Ketika cinta datang mengetuk pintu hati
Malu melingkupi diri
Angkuh membentengi nurani
Ego berusaha menghindari
Namun sungguh, ia tak mampu berpaling
-----Avi melangkah tergesa-gesa menuju ruang OSIS. Rambut pendeknya basah oleh keringat. Sebuah jepit rambut berbentuk buah strawberri terlihat manis menjepit poni. Tangan kanannya mendekap sebuah laptop putih, sementara tangan kirinya menenteng tas tangan penuh buku. Ia terlambat mengikuti rapat siang ini karena memang hari ini adalah jadwalnya mengikuti ekstrakurikuler pencak silat dan baru selesai pukul lima sore.
Ruang OSIS sudah sepi. Avi masuk sambil terengah-engah. Ternyata hanya tinggal Gilang, sang ketua OSIS, yang masih berada dalam ruangan itu.
"Huh, aku benar-benar terlambat ya?" tanya Avi setelah meletakkan barang-barangnya di salah satu meja di tempat itu.
"Bukan terlambat lagi namanya," sahut Gilang sinis, "Tapi tidak hadir."
"Maaf, tapi kamu tahu kan, hari ini aku ada jadwal ekskul?" Avi membela diri.
Gilang hanya diam. Ia fokus pada layar komputer di depannya. Entah apa yang sedang diketiknya.
"Bikin apa?" tanya Avi sambil membetulkan kacamatanya yang agak miring.
"Proposal pentas seni," jawabnya singkat.
"Bukannya itu tugas sekretaris?" tanya Avi tak habis pikir.
Gilang tidak menyahut.
"Emang Tania kenapa, sih? Sakit? Tadi aku ketemu dia di kantin," tanya Avi lagi menanyakan keadaan sang sekretaris.
Hening sebentar.
"Dia nggak mau buat," sahut Gilang acuh.
"Kenapa bisa begitu?"
"Dia nggak setuju kita ngadain pentas seni."
Avi tertegun memandang Gilang yang sama sekali tidak peduli dengan keadaan itu. Sedetik kemudian ia sadar sedang ada kerenggangan di organisasi mereka yang sepertinya tidak ada habisnya. Keegoisan Gilang sering menjadi penyebab masalah di antara mereka, dan Tania juga lebih sering menghindar dalam menghadapi keegoisan Gilang. Mereka sama-sama keras kepala.
"Dan kamu tetep keukeuh ngadain pentas seni sementara anggota kamu ada yang nggak mendukung?"
"Cuma dia yang nggak mau membantu, itu nggak masalah.
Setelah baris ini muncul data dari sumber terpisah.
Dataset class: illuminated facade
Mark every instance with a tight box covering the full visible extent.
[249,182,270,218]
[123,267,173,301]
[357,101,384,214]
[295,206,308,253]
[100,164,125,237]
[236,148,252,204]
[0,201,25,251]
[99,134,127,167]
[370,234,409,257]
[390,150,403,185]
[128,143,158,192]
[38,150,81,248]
Toh banyak pengurus OSIS lain yang mau membantu," sahut Gilang sinis.
"Jadi itu tadi hasil rapatnya?" tanya Avi.
"Ya. Baca aja di catatan hasil rapat," kata Gilang menunjuk buka notes hijau di samping komputernya.
Avi geleng-geleng kepala.
"Aku sama sekali nggak ngerti bagaimana jalan pikiranmu," katanya kepada Gilang. "Kenapa kamu nggak peduli sama anggotamu sampai-sampai dia mogok kerja? Ini kegiatan terakhir kita. Aku mau semuanya ikut berpartisipasi. Bukannya ini era demokrasi? Harusnya kamu menghargai pendapatnya-"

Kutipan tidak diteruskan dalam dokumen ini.